As South Africa continues to expand its ART coverage, efforts will need to be made beyond simply testing and counseling to the reach the estimated 2 million people currently in need of treatment. This will require marketing the concept of ART as a life saving intervention, even for people who report feeling healthy. We have added to the growing literature on understanding factors driving treatment refusal after VCT in South Africa, [22,23] by identifying a critical barrier to ramping up accelerated treatment coverage beyond cost reductions,  willingness to test, and ART availability. To ensure the success of HIV treatment scale-up in South Africa, it will be essential to understand the reasons for ART refusal in individuals willing to undergo VCT, ultimately enabling the development of effective targeted interventions.
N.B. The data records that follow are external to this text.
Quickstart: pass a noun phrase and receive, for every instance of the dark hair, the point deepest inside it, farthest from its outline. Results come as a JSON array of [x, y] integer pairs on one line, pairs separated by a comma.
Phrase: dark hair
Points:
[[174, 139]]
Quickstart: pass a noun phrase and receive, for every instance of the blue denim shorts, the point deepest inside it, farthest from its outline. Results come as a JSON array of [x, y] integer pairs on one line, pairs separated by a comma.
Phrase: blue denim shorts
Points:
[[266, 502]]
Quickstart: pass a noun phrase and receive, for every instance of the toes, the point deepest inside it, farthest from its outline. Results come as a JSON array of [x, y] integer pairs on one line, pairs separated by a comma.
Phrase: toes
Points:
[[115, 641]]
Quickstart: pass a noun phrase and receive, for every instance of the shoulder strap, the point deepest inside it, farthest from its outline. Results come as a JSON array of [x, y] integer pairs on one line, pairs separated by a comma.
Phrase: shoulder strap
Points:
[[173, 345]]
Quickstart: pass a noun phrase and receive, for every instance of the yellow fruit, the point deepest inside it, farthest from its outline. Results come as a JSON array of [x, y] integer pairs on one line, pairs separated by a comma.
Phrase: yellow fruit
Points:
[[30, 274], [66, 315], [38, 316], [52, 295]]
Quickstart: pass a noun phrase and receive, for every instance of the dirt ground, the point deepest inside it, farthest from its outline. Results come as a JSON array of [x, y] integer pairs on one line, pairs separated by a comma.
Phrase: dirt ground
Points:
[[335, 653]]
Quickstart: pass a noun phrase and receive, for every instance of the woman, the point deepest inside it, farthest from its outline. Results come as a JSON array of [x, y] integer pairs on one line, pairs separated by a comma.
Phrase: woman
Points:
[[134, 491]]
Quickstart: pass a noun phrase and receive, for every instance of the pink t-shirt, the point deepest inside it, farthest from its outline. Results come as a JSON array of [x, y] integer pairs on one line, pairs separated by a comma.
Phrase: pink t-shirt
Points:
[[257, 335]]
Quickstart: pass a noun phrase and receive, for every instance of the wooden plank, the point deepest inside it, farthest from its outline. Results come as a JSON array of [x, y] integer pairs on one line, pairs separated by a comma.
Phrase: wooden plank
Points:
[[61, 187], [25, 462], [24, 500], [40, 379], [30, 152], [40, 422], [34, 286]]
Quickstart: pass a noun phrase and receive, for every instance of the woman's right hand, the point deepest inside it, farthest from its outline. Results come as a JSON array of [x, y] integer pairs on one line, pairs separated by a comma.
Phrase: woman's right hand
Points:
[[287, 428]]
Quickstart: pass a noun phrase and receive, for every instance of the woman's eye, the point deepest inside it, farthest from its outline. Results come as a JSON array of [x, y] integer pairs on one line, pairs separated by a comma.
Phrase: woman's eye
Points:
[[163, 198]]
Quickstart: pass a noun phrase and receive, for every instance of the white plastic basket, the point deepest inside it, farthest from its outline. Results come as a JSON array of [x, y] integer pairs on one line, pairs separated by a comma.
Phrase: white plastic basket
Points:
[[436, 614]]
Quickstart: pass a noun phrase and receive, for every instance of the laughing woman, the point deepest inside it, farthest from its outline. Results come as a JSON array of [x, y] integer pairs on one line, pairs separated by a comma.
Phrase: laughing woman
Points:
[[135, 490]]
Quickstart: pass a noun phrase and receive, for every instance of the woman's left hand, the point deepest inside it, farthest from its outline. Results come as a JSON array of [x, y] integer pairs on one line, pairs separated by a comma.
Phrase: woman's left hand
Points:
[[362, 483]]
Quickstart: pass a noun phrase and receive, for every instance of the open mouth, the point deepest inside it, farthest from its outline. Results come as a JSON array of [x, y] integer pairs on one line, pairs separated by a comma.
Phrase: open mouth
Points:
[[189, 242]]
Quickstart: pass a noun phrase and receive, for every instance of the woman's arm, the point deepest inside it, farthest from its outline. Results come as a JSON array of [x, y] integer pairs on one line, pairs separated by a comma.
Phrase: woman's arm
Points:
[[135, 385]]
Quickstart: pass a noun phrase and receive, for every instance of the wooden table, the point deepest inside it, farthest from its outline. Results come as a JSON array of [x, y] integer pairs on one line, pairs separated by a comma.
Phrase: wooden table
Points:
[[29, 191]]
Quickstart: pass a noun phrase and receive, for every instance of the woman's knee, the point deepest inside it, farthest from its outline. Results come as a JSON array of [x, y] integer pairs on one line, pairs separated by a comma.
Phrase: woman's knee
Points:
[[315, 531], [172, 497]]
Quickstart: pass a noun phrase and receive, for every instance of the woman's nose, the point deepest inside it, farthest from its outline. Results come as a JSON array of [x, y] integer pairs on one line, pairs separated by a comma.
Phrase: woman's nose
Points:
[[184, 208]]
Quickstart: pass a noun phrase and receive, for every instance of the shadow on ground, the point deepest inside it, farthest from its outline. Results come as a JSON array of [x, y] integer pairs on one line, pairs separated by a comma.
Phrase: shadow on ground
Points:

We would like to thank the clients who accessed VCT at Zazi for their time and willingness to participate in studies such as this. We also want to acknowledge the staff at Perinatal HIV Research Unit and the Zazi Staff for support for this study, and Harvard University for supporting this research. We would also like to that PEPFAR and USAID for funding their funding of the Zazi Testing Center. The opinions herein do not necessarily reflect those of USAID or the US Government.
Sources of Support: Patient care is funded by a PEPFAR grant through USAID South Africa (674-A-00–08–00009–00). The opinions expressed herein do not necessarily reflect those of the U.S. Government or USAID. ITK received support from a KL2 Medical Research Investigator Training (MeRIT) grant awarded via Harvard Catalyst, The Harvard Clinical and Translational Science Center (NIH grant #1KL2RR025757–01) and financial contributions from Harvard University and its affiliated academic health care centers. DRB receives partial funding through MH K-24 87227. NAM is partially funded by HIV and TB research training twin grants RTW007373 and RTW007370 from the Fogarty International Center.
Conflicts of interest
Publisher's Disclaimer: Disclaimers: There are no conflicts of interest.
These data were presented at The 18th Conference on Retroviruses and Opportunistic Infections Meetings, February 27-March 3, 2011, Boston.